TFC 2012

A Cold Shower & A Long Road

Saturday’s loss to San Jose was a like a cold shower. Almost literally. Partly shocking, partly sobering. And it was long and unrelenting enough to be quite debilitating. It’s taken me a few days to recover.

Maybe it was the early goal the Reds gave up. Possibly it was just the demoralizing reality of watching a team that looks and plays so differently without captain, Torsten Frings. Of course, there also is the misfortune of chilling outside through our first home MLS match, at the end of a week of summery weather.

No matter how you look at it. It was a grim day at BMO Field.

TFC had life and hope for some of the match, but ultimately fell apart when it mattered most. The defense looked awkward and unreliable. The attack showed flash and fleetness, but ultimately created very few real scoring opportunities. It was all potential, no pay off.

The stands and the supporters, for their part, were knocked out of the match after the first goal. There was some fizzle and pop here and there. Mostly, though, the fans never amounted to even half the venerated 12th man. It was like everyone was watching their worst fears come true.

Three goals allowed to the Sounders in Seattle is one thing. Three goals allowed to San Jose, at home, without even scoring one… now that’s something else altogether.

Everyone knew from the last half of 2011 that Torsten Frings and Danny Koevermans were fantastic additions. It was also quite clear that there wasn’t much depth in the roster to back them up. While there are some matches ahead where the Reds could yet prove this wrong, it seems a fundamental truth we have to accept.
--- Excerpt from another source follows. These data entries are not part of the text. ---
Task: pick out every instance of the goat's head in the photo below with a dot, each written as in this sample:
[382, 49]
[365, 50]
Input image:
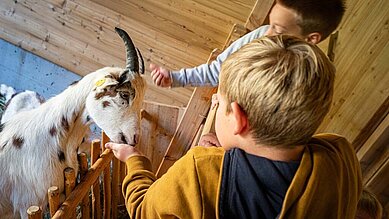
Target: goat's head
[116, 100]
The Reds’ attack is much more effective with Koevermans on the field, whether its him scoring or not. His presence in the middle opens the flanks for Ryan Johnson, Joao Plata and others to make more of their magic. With him on, TFC score more goals. Last season, he also scored proficiently and consistently. Sadly, we’re still waiting for Koevermans’ first goal of 2012.

The same is clearly true for the defensive line. Without Frings, the chemistry cannot hold the elements together. Bad decisions and poor communication run rampant. Worse yet, there’s no solid and inspiring force that reliably cleans up the messes. It’s very early in the season, so the bonds yet may improve. But the past two matches cannot be good for their confidence.

Clearly, the next four or five weeks will be an agonizingly long spell for Toronto FC’s defenders.

The thing that surprised me most was how much San Jose’s midfield outplayed the Reds’ line of Luis Silva, Terry Dunfield and Julian de Guzman. I went into the match seeing that trio as a capable choice. I saw a mix of grit and gristle with some experience and young verve. I’m no longer so enthralled.

Don’t get me wrong. I haven’t lost faith. Like any short and refreshing dunk in cold water, last Saturday stands as a visceral moment of clarity. The Age of Winter in Toronto has really just started. We’re in for another season with more struggle than triumph. I can live with that, as long as the long term shows benefits that last. That seems to be the course, but the miles ahead just look a little longer this week.

Champion of Something

Wednesday’s CCL tilt against Santos Laguna no longer seems so exciting. Anything can happen in one match. Maybe the Reds will find the fire they lacked the past two MLS contests. A win at home isn’t impossible. A shameful skinning would be nice to avoid. Santos will arrive without much respect for TFC, and if we’re lucky we might make them pay for that.

The telling contest, however, will be in Torreon, Mexico. It’s only 1,000m elevation, but the Seattle Sounders looked like they were playing on the dark side of the moon.